ZOO

Interview de Dominique Zay, scénariste des Enquêtes de Philippine Lomar

A l'occasion de la 50 ème édition du festival international de la BD à Angoulême l'auteur Dominique Zay, scénariste des Enquêtes de Philippine Lomar aux Éditions de la Gouttière présente son jeu de piste grandeur nature.

Pourrais-tu nous présenter un peu cette animation, en quoi cela va consister ?


Dominique Zay : C’est un jeu de piste grandeur nature. Les gens vont se présenter, il va y avoir un début d’intrigue dont il va falloir trouver la solution. A la base, c’est une lettre de menace qui a été envoyée aux organisateurs du salon, son auteur menace de détruire tous les fauves, les prix décernés à Angoulême, avec un certain nombre d’exigences à la clé. Les « joueurs » sont alors envoyés à un premier endroit, avec un des personnages de la série Philippine Lomar qui va donner une première énigme à résoudre, qui va ensuite les envoyer à un second endroit avec une nouvelle énigme etc. Jusqu’à la résolution finale où ils sauront qui terrorise le festival d’Angoulême.

C’est un jeu de piste à travers la ville ?
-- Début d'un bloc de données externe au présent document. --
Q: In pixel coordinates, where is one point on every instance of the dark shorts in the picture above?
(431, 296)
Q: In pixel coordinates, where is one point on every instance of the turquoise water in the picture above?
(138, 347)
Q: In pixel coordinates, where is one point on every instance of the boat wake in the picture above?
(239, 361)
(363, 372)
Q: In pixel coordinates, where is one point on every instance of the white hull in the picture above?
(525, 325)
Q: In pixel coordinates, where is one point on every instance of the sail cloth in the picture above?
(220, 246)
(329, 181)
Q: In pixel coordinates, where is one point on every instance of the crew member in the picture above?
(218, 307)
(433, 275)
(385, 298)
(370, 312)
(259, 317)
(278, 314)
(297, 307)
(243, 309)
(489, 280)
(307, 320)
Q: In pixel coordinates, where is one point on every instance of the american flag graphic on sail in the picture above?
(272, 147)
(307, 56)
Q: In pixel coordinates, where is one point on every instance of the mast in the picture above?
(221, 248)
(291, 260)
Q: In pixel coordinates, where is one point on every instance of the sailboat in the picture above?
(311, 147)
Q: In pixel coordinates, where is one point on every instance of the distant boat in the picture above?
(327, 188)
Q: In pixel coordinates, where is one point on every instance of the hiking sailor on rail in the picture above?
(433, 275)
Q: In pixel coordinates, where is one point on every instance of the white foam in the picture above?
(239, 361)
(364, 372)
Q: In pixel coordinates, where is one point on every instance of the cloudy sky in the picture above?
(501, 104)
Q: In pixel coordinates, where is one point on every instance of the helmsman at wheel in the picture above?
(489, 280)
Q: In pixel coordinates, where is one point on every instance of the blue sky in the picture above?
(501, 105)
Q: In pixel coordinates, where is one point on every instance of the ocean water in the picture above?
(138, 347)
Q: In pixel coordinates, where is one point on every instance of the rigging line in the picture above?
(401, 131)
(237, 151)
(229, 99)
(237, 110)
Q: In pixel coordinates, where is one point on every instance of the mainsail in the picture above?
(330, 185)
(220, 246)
D.Z . : A travers le salon et plus particulièrement au quartier jeunesse. Le but c’est que tu ailles voir un maximum de stands et les lieux importants du salon.

Ce parcours, c’est toi qui l’as conçu seul, ou il y a eu interventions des organisateurs ?


D.Z . : A la base, il y a Nathalie Boyer qui est habituée à concevoir des Escape Game, ce genre d’animation. Elle a établi des contraintes, elle m’a indiqué qu’il fallait tant de points de rendez-vous, tant de personnages… J’ai ensuite fait parler les personnages de la série avec leur langage, très fleuri et humoristique, et à chaque fois ils envoient les gens sur une piste.  

L’idée est venue de toi, ou c’est l’éditeur qui te l’a proposé ?


D.Z . : C’est un projet éditorial en réflexion depuis longtemps. Une co-initiative et un co-financement 50/50 (éditeur/FIBD), avec donc Nathalie en cheffe d’orchestre pour tout organiser, avec qui je me suis très bien entendu et qui m’a donc régulièrement passé des commandes de textes, d’idées. Elle m’a même fait faire un petit film sur moi, ou je me mets en scène en train de dédicacer. J’ai fait aussi des textes de présentation pour chaque personnage. Ça a donc fonctionné entre trois entités. Elle qui représentait le FIBD, moi qui suis l’initiateur de l’univers de Philippine et les Éditions de La Gouttière qui se sont chargées de la maquette, de l’impression et surtout Florentine Lavacherie qui a ensuite tout supervisé en participant aux prises de décision (c’est elle qui suit la série, elle connaît l’univers et le loustique que je suis)

Dominique Zay : Interview de Dominique Zay, scénariste des Enquêtes de Philippine Lomar
Finalement c’est très dans le ton de la série ou il y a certes des enquêtes sérieuses, mais toujours avec un côté détendu dans les échanges.


D.Z . : À la base, la commande c’est ça, je fais parler les personnages comme ils le font dans les albums. Ces personnages, tu l’auras compris, c’est un peu les roues de secours pour Philippine, ils peuvent faire des trucs qu’elle ne peut pas faire de son côté. On reste dans une approche « jeunesse ». Par exemple, Gégé l’oncle, c’est lui qui l’emmène en voiture, Mok, c’est le caïd des cités, celui qui est violent à sa place, la mère c’est celle qui répond simplement à des questions très difficiles, un peu philosophiques, pédagogiques. Il y a de la musicalité dans pratiquement chaque réplique, c’est ce qui me plait. Comme ce que l’on trouve chez Henri Jeanson. J’aime le sens de la formule, c’est ce qui m’a toujours intéressé, je ne peux pas m’en empêcher.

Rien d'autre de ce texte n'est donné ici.